Yogi Voice: The Lesson of Kammasaka
Recently we sent out a call for practitioners to send in their thoughts, reflections, stories, and anecdotes related to meditation in Myanmar or through Burmese lineages. We’re so happy to get our first submission from a foreign monastic with deep connections to Myanmar who has asked to remain anonymous. In this excerpt, they reflects on how they learned to use Dhamma lessons as a tool for dealing with conflict within the monastery confines. Although the nature of this type of conflict is only a small microcosm when compared to the sort of conflict now widespread in the country today, we hope it can provide some wisdom and inspiration to those struggling with far worse.
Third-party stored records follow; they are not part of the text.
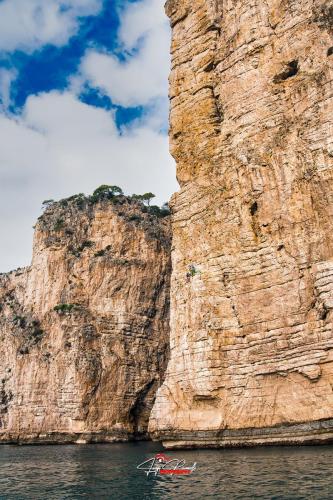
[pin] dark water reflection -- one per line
(109, 471)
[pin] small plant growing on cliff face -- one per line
(106, 192)
(63, 308)
(147, 197)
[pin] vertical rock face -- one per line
(251, 131)
(84, 330)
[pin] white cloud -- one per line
(29, 24)
(60, 146)
(6, 78)
(143, 75)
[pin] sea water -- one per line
(110, 471)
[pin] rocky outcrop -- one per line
(251, 131)
(84, 330)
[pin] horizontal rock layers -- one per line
(252, 284)
(84, 330)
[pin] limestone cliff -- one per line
(84, 329)
(251, 131)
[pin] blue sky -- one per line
(83, 101)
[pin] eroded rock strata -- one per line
(84, 330)
(251, 131)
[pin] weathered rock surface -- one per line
(251, 131)
(84, 330)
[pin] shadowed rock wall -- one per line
(251, 131)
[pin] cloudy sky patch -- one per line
(83, 101)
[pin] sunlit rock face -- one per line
(251, 131)
(84, 330)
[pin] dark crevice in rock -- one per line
(290, 70)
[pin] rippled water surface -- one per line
(109, 471)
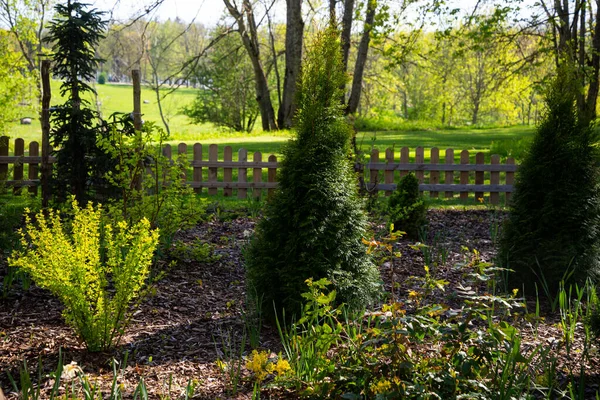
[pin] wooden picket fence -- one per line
(435, 177)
Her emphasis of Kammasaka in no way excuses the inexcusable, nor gives the aggressor the right to carry on injustice, and indeed, they insist at the end of her essay that “we must speak, and we must act.” So when understood properly, understanding kammasaka empowers the person negatively impacted by the action to not be a victim rolling in pain and hurt, but rather to accept the reality of the event and respond with wisdom, knowing that we will be the owners of whatever action we choose to take in response. In Myanmar today, it can feel as if the range of skillful responses are narrowing by the day due to the aggression they are being faced with. With an appreciation for kammasaka, may we all be able to choose the right actions, uninfluenced by the wrongdoings of our aggressors.
Life in monasteries is complicated sometimes. We don’t choose our companions - and everyone is human, so conflicts can easily arise. But our task is to uncover whatever deep Dhamma is in there to be found. Burmese culture – and monastic culture in particular - revolves around that.
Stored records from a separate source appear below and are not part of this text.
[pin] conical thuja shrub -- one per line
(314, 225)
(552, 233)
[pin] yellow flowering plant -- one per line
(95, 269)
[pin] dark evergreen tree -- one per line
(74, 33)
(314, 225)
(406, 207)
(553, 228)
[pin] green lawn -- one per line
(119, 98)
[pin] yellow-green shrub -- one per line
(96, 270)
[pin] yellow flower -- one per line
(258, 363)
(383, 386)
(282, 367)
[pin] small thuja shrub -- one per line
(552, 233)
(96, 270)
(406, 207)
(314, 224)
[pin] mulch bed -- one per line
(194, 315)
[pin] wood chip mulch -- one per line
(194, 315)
In the middle of a particularly nasty conflict, I learned one of the deepest Dhamma lessons I’ve ever learned, from just one word.
I had been wrongly accused of something, loudly and publically. It was intense – the experience was both mortifying and infuriating. So I went to Sayadaw to explain what had happened and to ask his advice.
Telling the story took several minutes, and as I told him the convoluted details I was hoping to get back an equal quantity of concrete advice. Instead, what came back was short and to the point.
“Kammasaka,” he said, “Do you understand?”
Kammasaka in Pāļi means simply ‘ownership if action.’ What we think, what we say, and what we do all have consequences that cannot be avoided. And Sayadaw’s question could be answered in many ways, touching multiple layers of experience: past and future, self and other. What had happened could not be changed. What was clearest in the moment was to ask myself what kamma did I want to create in response?
In a moment the Dhamma of that reflection cut through so many layers of pain and identification. Forget being a victim. Forget self-pity or simmering poisonous resentment. Forget getting everyone on ‘my side’ and winning a war. Mettā (for self and for the other person both) was the most important thing, and any action and speech I made needed to arise from that place.
And for the person making trouble – who knows why? – there could only be compassion. Because the consequences for them would not be good.
Since Sayadaw asked that short but deep question, the word has bubbled up countless times when faced with the complications of life in and out of the monastery. Someone throws rubbish on the ground by the Dhamma hall? Kammasaka. Someone is being self-centered and obtuse? Kammasaka. The world is on fire because of corruption and avarice? Kammasaka.
There is never a time when kammasaka is not true. No matter what. Even faced with horror, even when we are called to say or do difficult things. Intention is the seed of action and the engine that propels us into our individual and collective future.
Knowing that is both bracing and comforting. No matter what others do or say, it gives us a clear guidance about the general way forward, even if the specifics are foggy.
Kammasaka. We can’t undo what’s already happened, or what others choose to do or say. But we can know about ownership of action – and it is a blessing and a refuge. Because we must speak, and we must act. Seeing clearly means whatever we do or say in response to this complicated world will naturally be suffused with the kind well-wishing that is mettā. And no matter what, the consequences will be in accord with that, whatever they are.